Q: What does "ethical hacking" mean?
A: Ethical hacking is using the same techniques and tools as an attacker might use to try to find security holes in your own network. We all do lots of work to try to secure our systems, but it's hard to know if we're successful. It's like trying to get a good picture of Sasquatch or a UFO -- it's awfully difficult to prove they don't exist, and you can only prove that they do exist by getting that picture. But what can you do until that happens? Being breached by an attacker is like that -- you think you're secure and then all of a sudden you're in trouble. Ethical hacking is proactively testing your systems for security flaws that might be exploited by an attacker.
Q: Is it better to hire an outsider to ethically hack your network or develop these skills internally?
A: It depends on a number of things. There's good value in having someone come in who's an expert in doing this sort of thing, but I'm a big believer in internal skill development.
The best approach is likely some sort of hybrid, where you do ethical hacking tests and most of your work internally as part of your securing and testing cycle, and then bring in someone from the outside to test it occasionally.
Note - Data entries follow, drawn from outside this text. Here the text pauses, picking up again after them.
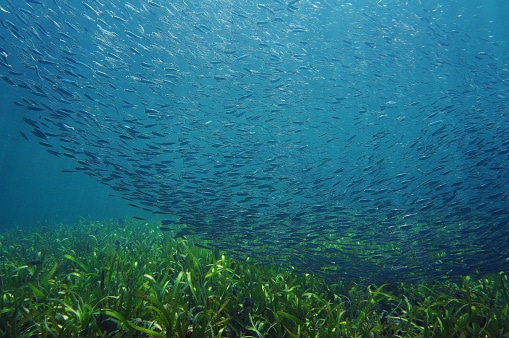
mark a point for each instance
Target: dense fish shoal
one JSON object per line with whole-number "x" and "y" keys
{"x": 351, "y": 140}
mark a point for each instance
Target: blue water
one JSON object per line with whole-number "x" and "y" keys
{"x": 270, "y": 119}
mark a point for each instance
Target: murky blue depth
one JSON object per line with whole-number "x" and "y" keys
{"x": 366, "y": 139}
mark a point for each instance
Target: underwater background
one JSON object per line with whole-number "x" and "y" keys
{"x": 363, "y": 140}
{"x": 254, "y": 169}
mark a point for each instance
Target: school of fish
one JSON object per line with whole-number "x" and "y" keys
{"x": 359, "y": 141}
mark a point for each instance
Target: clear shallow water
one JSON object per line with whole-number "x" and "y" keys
{"x": 347, "y": 139}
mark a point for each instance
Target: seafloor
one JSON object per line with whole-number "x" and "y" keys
{"x": 129, "y": 278}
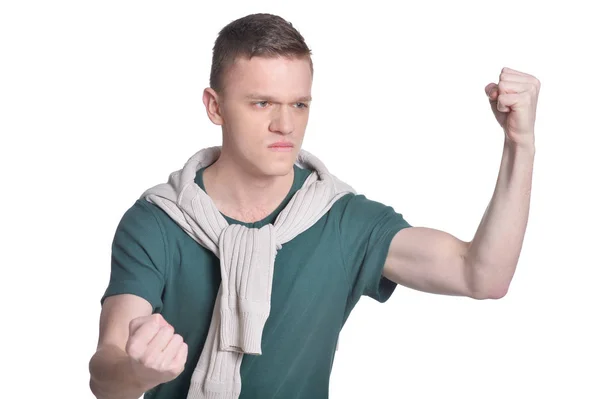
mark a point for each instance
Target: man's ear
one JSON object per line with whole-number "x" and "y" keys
{"x": 211, "y": 102}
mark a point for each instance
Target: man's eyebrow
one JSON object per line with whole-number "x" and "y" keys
{"x": 256, "y": 96}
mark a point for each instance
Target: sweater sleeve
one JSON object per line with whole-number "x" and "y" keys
{"x": 367, "y": 228}
{"x": 139, "y": 256}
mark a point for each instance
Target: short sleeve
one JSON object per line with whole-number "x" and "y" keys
{"x": 367, "y": 228}
{"x": 138, "y": 258}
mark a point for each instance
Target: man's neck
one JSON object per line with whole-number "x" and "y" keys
{"x": 242, "y": 195}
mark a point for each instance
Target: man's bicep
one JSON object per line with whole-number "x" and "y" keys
{"x": 138, "y": 257}
{"x": 117, "y": 313}
{"x": 428, "y": 260}
{"x": 367, "y": 228}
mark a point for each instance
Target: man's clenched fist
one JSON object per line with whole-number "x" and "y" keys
{"x": 157, "y": 354}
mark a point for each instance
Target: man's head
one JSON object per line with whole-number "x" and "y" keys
{"x": 260, "y": 91}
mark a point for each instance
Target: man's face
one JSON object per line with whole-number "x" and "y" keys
{"x": 264, "y": 109}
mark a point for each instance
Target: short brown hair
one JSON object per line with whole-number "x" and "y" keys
{"x": 265, "y": 35}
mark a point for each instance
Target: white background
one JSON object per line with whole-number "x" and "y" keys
{"x": 101, "y": 100}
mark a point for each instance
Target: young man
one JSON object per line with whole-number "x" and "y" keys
{"x": 177, "y": 292}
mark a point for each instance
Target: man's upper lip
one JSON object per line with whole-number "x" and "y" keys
{"x": 282, "y": 144}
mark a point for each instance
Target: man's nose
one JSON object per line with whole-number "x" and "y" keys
{"x": 282, "y": 122}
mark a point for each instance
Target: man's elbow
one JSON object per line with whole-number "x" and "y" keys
{"x": 494, "y": 292}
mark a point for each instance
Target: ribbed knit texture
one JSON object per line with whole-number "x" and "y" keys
{"x": 247, "y": 258}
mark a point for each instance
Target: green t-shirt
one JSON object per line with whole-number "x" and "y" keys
{"x": 319, "y": 277}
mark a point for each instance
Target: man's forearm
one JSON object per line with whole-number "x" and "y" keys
{"x": 111, "y": 376}
{"x": 494, "y": 251}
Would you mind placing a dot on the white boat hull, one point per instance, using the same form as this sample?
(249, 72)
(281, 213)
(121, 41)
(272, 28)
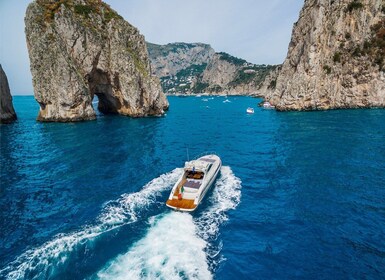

When you bring someone in they don't know your network like you do, and it's possible that you wind up paying for consultants that you become totally dependent on, without growing your skill set. Security is a constant cycle -- you can't just set up a firewall, dust off your hands, walk away and never look at it again. You need to constantly plan, implement and reevaluate your systems. New exploits are constantly coming out and once something is secure, there's no guarantee that it will stay that way.
Q: How do you make sure the ethical hacking skills you've developed in your shop remain ethical?
A: Strict guidelines should be in place regarding what is acceptable behavior. What administrators and testers can -- and can't -- do needs to be clearly outlined in your security policies. Consequences of violating these policies should also be laid out. As techies, we might dislike documentation, but it's really important for the proper operation of any network. Using ethical hacking skills is sometimes a fine line. Using a tool like a protocol analyzer -- such as Wireshark, which I would consider a critical troubleshooting tool -- without proper permission can be frowned on by some companies. You need to be careful about having permission for the tools you use every day as well as where and when it's OK to use them.
Q: How do make sure the hacking techniques you use are the new ones you might be attacked by?
A: This is a fundamental problem. It's very difficult to know what an attack might look like, and the reality is that it's extremely difficult to cover every possible attack, which is what a full-on penetration test will hopefully expose. Like water running downhill, an attack will generally follow the path of least resistance -- but it might also come from some entirely unexpected source, which is why we need to stay on our toes.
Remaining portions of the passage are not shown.